Depuis janvier 2025, la collecte séparée des textiles est obligatoire dans tous les États membres de l’Union européenne. Cette mesure, passée relativement inaperçue du grand public, va augmenter considérablement les volumes collectés et donc triés.

Or, les systèmes actuels peinent à absorber les volumes croissants de textiles collectés. Le manque d’informations sur les textiles post-consommation, notamment sur leur composition, complexifie fortement le processus. Lorsque le tri à la source est insuffisant, les flux se mélangent, ce qui dégrade la qualité des fibres recyclées et limite leurs usages.

Face à ces enjeux, le développement de capacités de tri plus nombreuses et plus performantes devient indispensable pour sécuriser la qualité des matières recyclées. Des technologies comme le tri par infrarouge (NIR) sont déjà déployées, comme chez nos confrères Nouvelles Fibres Textiles par exemple.

Toutefois, ces solutions nécessitent encore des investissements importants pour gagner en précision, notamment lorsqu’il s’agit de fibres mélangées, qui restent l’un des principaux freins à leur recyclage.

2. Investir dans des infrastructures de recyclage

Aujourd’hui, l’Europe manque encore de capacités industrielles dédiées au recyclage textile, malgré une expertise reconnue sur les étapes aval de transformation. Si nous savons valoriser les savoir-faire textiles européens historiques comme en Italie, en Espagne ou en France pour la création de matières de qualité (tissage, tricotage, ennoblissement…), il devient urgent d’investir de la même manière dans des usines et des technologies de recyclage sur le territoire européen. Sans ces infrastructures, les textiles collectés ne peuvent être transformés localement en matières premières recyclées de qualité, et l’Europe reste dépendante de solutions extérieures.

Des projets industriels concrets commencent à émerger : par exemple, Reju a récemment choisi un site à Lacq pour implanter une unité de recyclage textile du polyester, et la startup Circ avance sur un projet d’usine de recyclage de textiles polycotton sur le territoire français. Parallèlement, des financements accompagnent des initiatives locales de tri automatisé et de valorisation matière.

Une période pivot pour le textile européen

Nous ne sommes plus dans une simple période de transition réglementaire. Les prochaines années devront concrétiser un test pilote de la capacité européenne à structurer une filière circulaire et compétitive, capable de produire localement les volumes de matières recyclées exigés par la réglementation.

En amont, la capacité à sécuriser des flux de matières recyclées de qualité ; l’objectif même de nos BMP (Banques de Matières Premières), ne sera plus seulement un avantage compétitif, mais une condition d’accès au marché européen.
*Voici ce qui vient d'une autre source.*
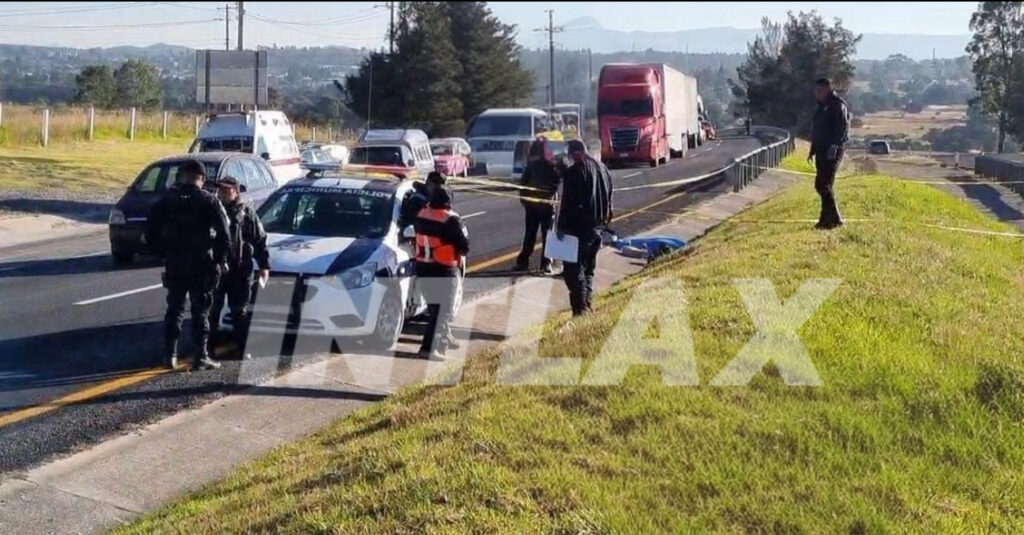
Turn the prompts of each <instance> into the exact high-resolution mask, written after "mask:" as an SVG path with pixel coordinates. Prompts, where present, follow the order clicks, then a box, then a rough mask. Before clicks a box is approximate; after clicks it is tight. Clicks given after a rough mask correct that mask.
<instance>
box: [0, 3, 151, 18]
mask: <svg viewBox="0 0 1024 535" xmlns="http://www.w3.org/2000/svg"><path fill="white" fill-rule="evenodd" d="M160 3H161V2H124V3H120V4H99V5H90V6H79V7H66V8H52V7H44V8H37V9H6V10H0V15H2V16H41V15H50V14H62V13H87V12H91V11H113V10H117V9H128V8H133V7H146V6H151V5H158V4H160Z"/></svg>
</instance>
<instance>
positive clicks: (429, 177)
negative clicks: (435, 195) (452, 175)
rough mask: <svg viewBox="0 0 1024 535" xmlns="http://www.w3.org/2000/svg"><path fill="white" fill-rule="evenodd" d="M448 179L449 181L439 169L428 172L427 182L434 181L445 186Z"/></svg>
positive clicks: (433, 181)
mask: <svg viewBox="0 0 1024 535" xmlns="http://www.w3.org/2000/svg"><path fill="white" fill-rule="evenodd" d="M446 181H447V178H445V177H444V175H443V174H441V173H440V172H438V171H430V173H429V174H427V183H432V184H436V186H444V182H446Z"/></svg>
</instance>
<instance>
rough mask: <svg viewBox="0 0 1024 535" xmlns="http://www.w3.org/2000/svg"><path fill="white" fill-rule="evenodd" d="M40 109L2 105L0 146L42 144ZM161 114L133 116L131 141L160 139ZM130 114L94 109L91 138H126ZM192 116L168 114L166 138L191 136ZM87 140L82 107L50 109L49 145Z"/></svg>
mask: <svg viewBox="0 0 1024 535" xmlns="http://www.w3.org/2000/svg"><path fill="white" fill-rule="evenodd" d="M43 111H44V109H43V108H35V107H29V106H4V107H3V125H2V126H0V146H4V147H33V146H39V145H42V139H43V135H42V131H43V115H44V114H43ZM163 121H164V113H163V112H159V111H158V112H142V111H138V112H136V114H135V138H136V139H160V138H162V137H163ZM130 124H131V114H130V112H128V111H127V110H117V111H111V110H96V112H95V120H94V123H93V139H97V140H98V139H128V138H129V126H130ZM195 129H196V116H195V115H191V114H179V113H170V114H168V120H167V137H168V139H187V138H191V137H193V136H194V135H195V131H196V130H195ZM88 139H89V111H88V109H86V108H69V107H55V108H50V131H49V142H50V143H51V145H52V143H56V145H59V143H69V142H76V141H85V140H88Z"/></svg>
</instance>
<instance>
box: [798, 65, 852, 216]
mask: <svg viewBox="0 0 1024 535" xmlns="http://www.w3.org/2000/svg"><path fill="white" fill-rule="evenodd" d="M814 96H815V98H817V100H818V109H817V111H816V112H814V127H813V131H812V133H811V151H810V153H809V154H808V155H807V160H808V161H810V160H811V159H812V158H813V159H814V166H815V168H816V170H817V172H816V174H815V177H814V189H815V190H816V191H817V192H818V195H819V196H820V197H821V214H820V215H819V216H818V223H817V224H816V225H815V228H816V229H835V228H837V227H842V225H843V218H842V217H841V216H840V213H839V207H838V206H837V205H836V194H835V191H834V187H835V183H836V171H837V170H838V169H839V165H840V163H841V162H842V161H843V152H844V150H845V148H846V143H847V141H849V140H850V114H849V112H848V111H847V107H846V100H843V99H842V98H840V97H839V95H837V94H836V91H834V90H833V87H831V81H829V80H828V79H827V78H822V79H820V80H818V81H817V82H815V87H814Z"/></svg>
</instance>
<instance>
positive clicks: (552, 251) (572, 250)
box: [544, 230, 580, 263]
mask: <svg viewBox="0 0 1024 535" xmlns="http://www.w3.org/2000/svg"><path fill="white" fill-rule="evenodd" d="M544 255H545V256H547V257H548V258H551V259H552V260H561V261H563V262H571V263H577V262H578V261H579V259H580V239H579V238H577V237H575V236H572V235H568V234H563V235H562V239H561V240H559V239H558V235H557V234H556V233H555V231H553V230H552V231H548V236H547V237H546V238H545V241H544Z"/></svg>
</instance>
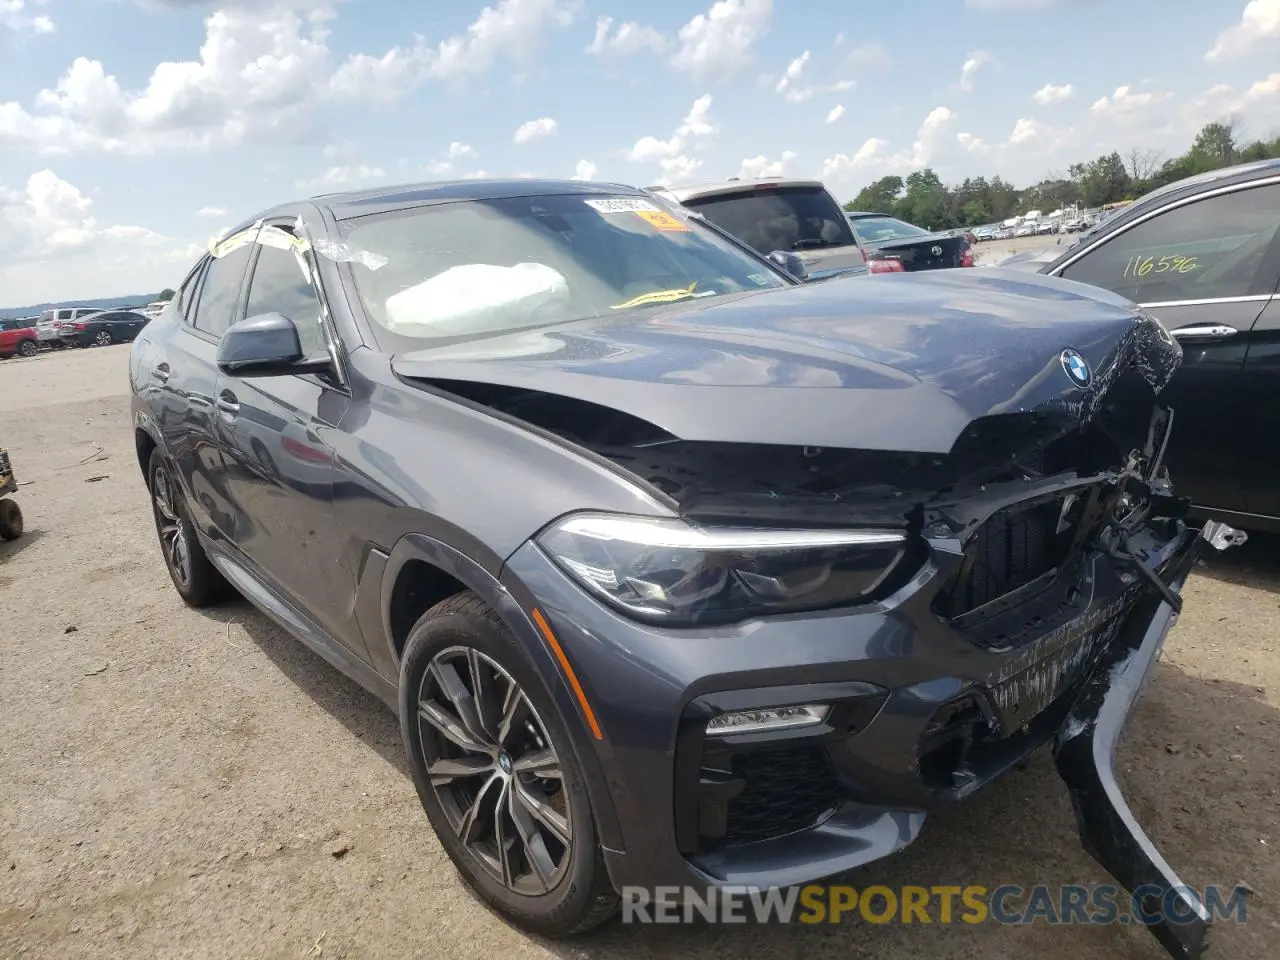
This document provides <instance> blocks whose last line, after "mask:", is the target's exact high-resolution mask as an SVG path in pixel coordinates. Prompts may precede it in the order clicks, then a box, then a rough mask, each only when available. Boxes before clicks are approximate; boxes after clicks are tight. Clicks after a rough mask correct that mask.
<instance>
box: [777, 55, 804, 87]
mask: <svg viewBox="0 0 1280 960" xmlns="http://www.w3.org/2000/svg"><path fill="white" fill-rule="evenodd" d="M808 63H809V51H808V50H805V51H804V52H803V54H800V56H797V58H796V59H795V60H792V61H791V63H788V64H787V69H785V70H783V72H782V77H780V78H778V86H777V87H774V90H776V91H777V92H778V93H783V92H786V90H787V87H791V86H792V84H794V83H795V82H796V81H797V79H800V74H801V73H804V68H805V65H806V64H808Z"/></svg>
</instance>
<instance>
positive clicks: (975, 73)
mask: <svg viewBox="0 0 1280 960" xmlns="http://www.w3.org/2000/svg"><path fill="white" fill-rule="evenodd" d="M988 63H991V54H988V52H987V51H986V50H975V51H974V52H972V54H969V59H968V60H965V61H964V64H963V65H961V67H960V90H961V91H963V92H965V93H970V92H973V78H974V77H975V76H977V73H978V70H980V69H982V68H983V67H986V65H987V64H988Z"/></svg>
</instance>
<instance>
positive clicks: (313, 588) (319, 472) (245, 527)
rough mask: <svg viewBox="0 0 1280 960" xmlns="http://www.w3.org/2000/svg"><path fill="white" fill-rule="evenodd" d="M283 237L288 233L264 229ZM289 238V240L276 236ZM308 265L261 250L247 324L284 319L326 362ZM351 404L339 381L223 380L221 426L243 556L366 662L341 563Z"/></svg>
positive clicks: (221, 386) (305, 378)
mask: <svg viewBox="0 0 1280 960" xmlns="http://www.w3.org/2000/svg"><path fill="white" fill-rule="evenodd" d="M273 227H274V228H279V229H282V230H284V229H287V228H288V224H285V223H276V224H269V225H268V228H264V241H265V238H266V237H268V236H269V234H268V233H266V230H268V229H270V228H273ZM275 236H276V237H283V236H284V234H279V233H276V234H275ZM300 257H301V255H300V253H296V252H294V251H292V250H285V248H282V247H280V246H273V244H271V243H268V242H262V243H259V244H256V250H255V255H253V262H252V265H251V278H250V283H248V293H247V303H246V308H244V316H246V317H251V316H259V315H261V314H283V315H284V316H287V317H289V319H291V320H293V323H294V324H297V326H298V334H300V337H301V339H302V349H303V352H305V353H306V355H307V356H311V355H323V353H328V352H329V335H328V330H326V328H325V321H324V319H323V311H321V307H320V298H319V296H317V293H316V291H315V289H314V287H312V284H311V279H310V273H308V270H307V269H306V268H305V261H303V260H301V259H300ZM348 402H349V397H348V394H347V392H346V388H344V387H343V385H342V384H340V383H339V381H338V380H337V379H334V378H325V376H316V375H310V374H308V375H300V376H233V375H228V374H221V375H219V379H218V399H216V404H218V419H219V429H220V434H221V438H223V444H224V445H225V449H227V462H228V475H227V492H228V497H229V499H230V503H232V508H233V509H234V513H236V524H234V539H236V545H237V547H238V548H239V549H241V552H242V553H243V554H244V556H246V557H247V558H248V559H250V561H252V562H253V563H255V564H256V566H257V567H259V570H260V572H262V573H264V575H265V576H268V577H270V580H271V581H273V582H274V585H275V586H276V588H278V589H280V590H282V591H283V593H284V594H285V595H287V596H288V598H289V599H292V600H294V603H296V604H297V605H301V607H302V608H303V609H306V611H307V612H308V613H311V614H312V616H314V617H315V618H316V620H317V621H319V622H320V625H321V626H323V627H324V628H325V630H328V631H329V634H332V635H333V636H334V637H337V639H338V640H340V641H343V643H344V644H347V645H348V646H351V648H352V649H353V650H355V652H356V653H357V654H360V655H361V657H364V655H365V650H364V641H362V640H361V639H360V634H358V630H357V627H356V625H355V622H353V620H352V618H351V617H349V609H351V579H349V575H347V573H346V572H344V570H343V567H340V564H338V563H337V558H338V557H339V554H340V549H342V545H343V544H342V543H340V541H339V540H338V535H337V526H335V522H334V517H333V497H334V479H335V458H334V451H333V448H332V445H330V443H332V434H333V431H334V430H335V429H337V424H338V422H339V421H340V419H342V416H343V413H344V412H346V411H347V406H348Z"/></svg>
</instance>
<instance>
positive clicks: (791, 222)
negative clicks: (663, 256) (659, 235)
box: [652, 177, 974, 280]
mask: <svg viewBox="0 0 1280 960" xmlns="http://www.w3.org/2000/svg"><path fill="white" fill-rule="evenodd" d="M652 192H654V193H655V195H657V196H660V197H664V198H666V200H669V201H672V202H675V204H678V205H680V206H682V207H685V209H687V210H694V211H696V212H698V214H700V215H701V216H704V218H707V219H708V220H709V221H710V223H712V224H714V225H716V227H718V228H721V229H723V230H724V232H727V233H728V234H731V236H732V237H733V238H736V239H739V241H741V242H744V243H746V244H748V246H749V247H750V248H751V250H754V251H755V252H758V253H760V255H764V256H769V257H772V259H773V260H774V262H788V259H790V257H792V256H794V257H795V259H797V260H799V261H800V264H801V265H803V268H804V271H803V273H804V279H810V280H813V279H829V278H831V276H833V275H842V274H844V275H847V274H850V273H872V274H879V273H909V271H915V270H936V269H941V268H957V266H973V265H974V257H973V242H974V241H973V237H970V236H969V234H966V233H964V232H946V233H934V232H931V230H925V229H922V228H919V227H915V225H914V224H909V223H905V221H902V220H899V219H896V218H892V216H886V215H883V214H873V212H845V211H844V210H841V207H840V204H838V202H836V198H835V197H832V196H831V193H829V192H828V191H827V188H826V187H824V186H823V184H822V183H819V182H817V180H785V179H781V178H777V177H773V178H760V179H753V180H742V179H732V180H724V182H721V183H708V184H699V186H694V187H678V188H653V189H652Z"/></svg>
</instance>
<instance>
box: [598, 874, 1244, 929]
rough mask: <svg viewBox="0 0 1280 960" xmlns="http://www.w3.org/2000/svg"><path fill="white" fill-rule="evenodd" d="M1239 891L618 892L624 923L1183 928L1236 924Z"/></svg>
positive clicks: (909, 889) (951, 886)
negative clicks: (1200, 908)
mask: <svg viewBox="0 0 1280 960" xmlns="http://www.w3.org/2000/svg"><path fill="white" fill-rule="evenodd" d="M1245 892H1247V888H1245V887H1217V886H1208V887H1204V888H1203V890H1199V891H1198V890H1193V888H1190V887H1175V888H1172V890H1164V888H1161V887H1139V888H1138V890H1135V891H1134V892H1133V893H1129V892H1128V891H1125V890H1123V888H1121V887H1116V886H1110V884H1082V883H1074V884H1057V886H1048V884H1037V886H1034V887H1020V886H1016V884H1011V883H1006V884H1001V886H997V887H987V886H977V884H965V886H961V884H955V886H943V884H934V886H929V887H923V886H904V887H888V886H868V887H861V888H859V887H850V886H818V884H812V886H808V887H788V888H783V890H777V888H774V890H759V888H755V887H731V886H724V887H707V888H701V887H623V888H622V922H623V923H694V922H707V923H809V924H817V923H851V922H861V923H876V924H884V923H942V924H948V923H968V924H978V923H998V924H1027V923H1036V922H1041V923H1048V924H1144V925H1151V924H1155V923H1162V922H1167V923H1174V924H1185V923H1192V922H1194V920H1197V919H1198V918H1199V915H1198V914H1197V911H1196V904H1197V900H1198V901H1199V902H1201V904H1203V908H1204V910H1206V911H1207V914H1208V919H1212V920H1213V922H1219V920H1235V922H1236V923H1244V922H1245Z"/></svg>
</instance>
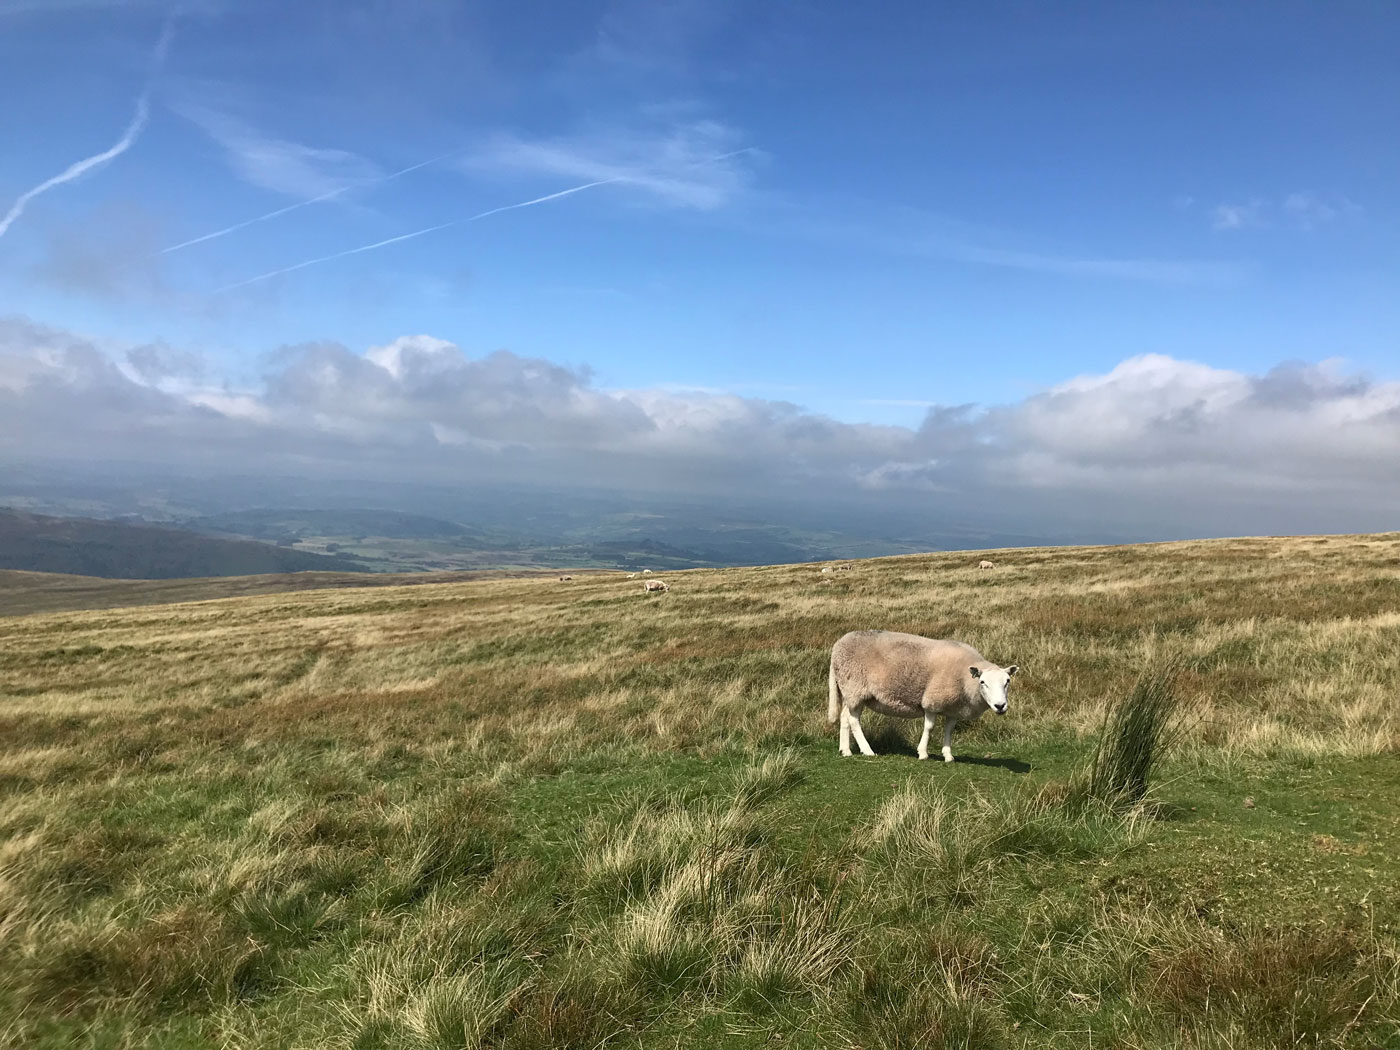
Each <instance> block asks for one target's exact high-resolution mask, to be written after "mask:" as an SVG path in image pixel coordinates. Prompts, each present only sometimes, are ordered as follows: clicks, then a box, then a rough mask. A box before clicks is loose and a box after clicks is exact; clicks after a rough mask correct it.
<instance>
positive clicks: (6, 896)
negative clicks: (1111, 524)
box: [0, 535, 1400, 1050]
Attention, structurer l’offre ne suffira pas. Pour que cette filière fonctionne réellement à grande échelle, il est nécessaire que la demande pour les matières recyclées se développe elle aussi.

C’est précisément l’un des axes des travaux menés par la Commission européenne et le Joint Research Centre, qui produisent les analyses scientifiques nécessaires pour comprendre les flux de textiles, le potentiel de recyclage et les conditions techniques permettant de rééquilibrer l’amont et l’aval de la filière.